Miami Marlins fans have suffered mostly in silence in the wake oft the Toronto Blue Jays fire sale trade, but now owner Jeffrey Loria has come out with a "letter to our fans" regarding the management of the team after the 2012 season.

Steve Mitchell-US PRESSWIRE

Miami Marlins owner Jeffrey Loria has long been considered weak in the public relations front, and that may be a grand understatement on my part. In the wake of the Marlins' fire sale trade with the Toronto Blue Jays, confidence in the Fish cratered. and the team has not done much to alleviate the problem at hand. Sure, the Marlins hired a new public relations firm to handle the team's interaction with the general public. It has had a happy face on as it opened spring training in an attempt to move on from one of the least popular and darkest times in Marlins history.

But through it all, it seemed Loria remained silent in the background despite being clearly the loudest voice in the decision-making process for the Marlins. He has mostly kept quiet regarding the moves that were made in the offseason. Now, it seems he has finally decided to speak, as he took out a full-page advertisement in the three major south Florida newspapers and wrote a "letter to our fans" regarding the happenings of the 2012-2013 offseason.

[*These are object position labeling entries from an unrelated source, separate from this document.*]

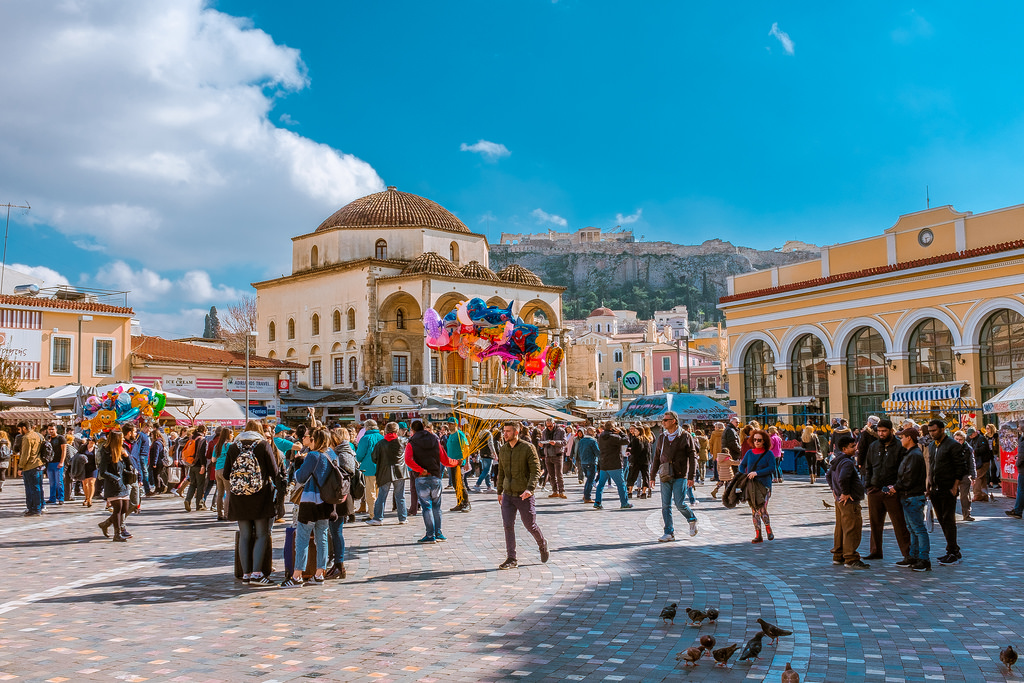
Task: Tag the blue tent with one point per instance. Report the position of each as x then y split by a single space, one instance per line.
689 407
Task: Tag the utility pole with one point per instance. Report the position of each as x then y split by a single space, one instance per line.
9 206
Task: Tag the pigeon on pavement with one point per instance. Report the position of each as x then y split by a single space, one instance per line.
695 615
1008 656
772 631
690 655
753 647
722 654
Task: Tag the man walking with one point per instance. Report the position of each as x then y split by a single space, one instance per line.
554 440
674 464
946 468
848 491
54 468
881 469
518 471
31 463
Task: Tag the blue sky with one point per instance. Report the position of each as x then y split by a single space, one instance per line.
174 147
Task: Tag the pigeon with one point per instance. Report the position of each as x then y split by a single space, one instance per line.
753 647
695 615
690 655
1009 657
669 613
772 631
722 654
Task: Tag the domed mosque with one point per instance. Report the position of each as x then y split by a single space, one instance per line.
352 307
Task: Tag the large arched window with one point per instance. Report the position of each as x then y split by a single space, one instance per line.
1001 351
867 375
810 377
931 353
759 377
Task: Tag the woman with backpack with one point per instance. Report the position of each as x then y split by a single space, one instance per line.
113 464
314 514
251 467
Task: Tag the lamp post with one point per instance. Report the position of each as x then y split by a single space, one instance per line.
249 335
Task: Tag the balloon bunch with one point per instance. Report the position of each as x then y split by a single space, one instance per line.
104 413
478 332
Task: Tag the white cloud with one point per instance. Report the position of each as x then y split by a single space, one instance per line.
632 218
144 125
489 151
782 37
545 217
147 287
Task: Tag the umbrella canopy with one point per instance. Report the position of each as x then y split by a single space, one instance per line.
172 398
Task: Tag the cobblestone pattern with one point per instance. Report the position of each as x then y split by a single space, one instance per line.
165 607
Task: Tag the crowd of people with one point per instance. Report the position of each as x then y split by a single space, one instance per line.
334 475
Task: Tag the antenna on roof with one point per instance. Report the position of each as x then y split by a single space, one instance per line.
3 267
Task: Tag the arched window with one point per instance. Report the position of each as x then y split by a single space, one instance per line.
759 377
1000 364
810 376
867 375
931 355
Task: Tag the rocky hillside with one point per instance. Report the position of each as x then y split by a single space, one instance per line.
643 276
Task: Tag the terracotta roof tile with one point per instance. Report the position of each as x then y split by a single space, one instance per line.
159 349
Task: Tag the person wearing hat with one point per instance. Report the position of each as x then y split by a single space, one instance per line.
911 479
881 468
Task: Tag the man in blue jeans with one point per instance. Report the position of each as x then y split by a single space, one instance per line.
674 462
425 456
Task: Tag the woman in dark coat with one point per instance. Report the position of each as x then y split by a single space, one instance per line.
253 512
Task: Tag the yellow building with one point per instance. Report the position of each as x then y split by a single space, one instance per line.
935 302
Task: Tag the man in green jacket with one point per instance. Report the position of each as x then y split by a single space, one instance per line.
518 471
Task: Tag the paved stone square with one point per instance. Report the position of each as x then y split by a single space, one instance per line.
165 606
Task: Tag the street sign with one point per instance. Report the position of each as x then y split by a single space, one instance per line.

Losing is unacceptable to me. It's incumbant upon us to take swift action and make bold moves when there are glaring problems. The controversial trade we made with the Toronto Blue Jays was approved by Commissioner Bud Selig and has been almost universally celebrated by baseball experts outside of Miami for its value. We hope, with an open mind, our community can reflect on the fact that we had one of the worst records in baseball.



The ballpark issue has been repeatedly reported incorrectly and there are some very negative accustations being thrown around. It ain't true, folks. Those who have attacked us are entitled to their own opinions, but not their own facts.



The simple fact is that we don't have unlimited funds, nor does any baseball team or business. Fans didn't turn out last season as much as we'd like, even with the high-profile players the columnists decry us having traded.


Amidst the current news coverage, it an be easy to forget how far we went together not so long ago. In 2003, I helped bring a second World Series Title to South Florida. We know how to build a winning team, and have every intention of doing so again. I know you share my passion for great Marlins baseball, my love of MIami and my desire to win again. We're in this together and I humbly ask that we start fresh, watch us mature qjuickly(sic) as a ball club, and root for the home team in 2013.

Loria makes many claims in the letter that the media has portrayed him and the organization in a poor light and that the Marlins are innocent in their attempt to improve the long-term status of the team. However, many of the arguments in the letter do not address the primary concerns that Marlins fans have and do not change anything with regards to how the club is perceived not only by fans but by other organizations. The truth is that Loria's letter is a defense of the actions of the team in 2013 from all the right angles without truly addressing any of the myriad of wrong angles that are also plaguing the moves. Until those angles are also addressed, this is merely window dressing that is not helping a bad situation in south Florida.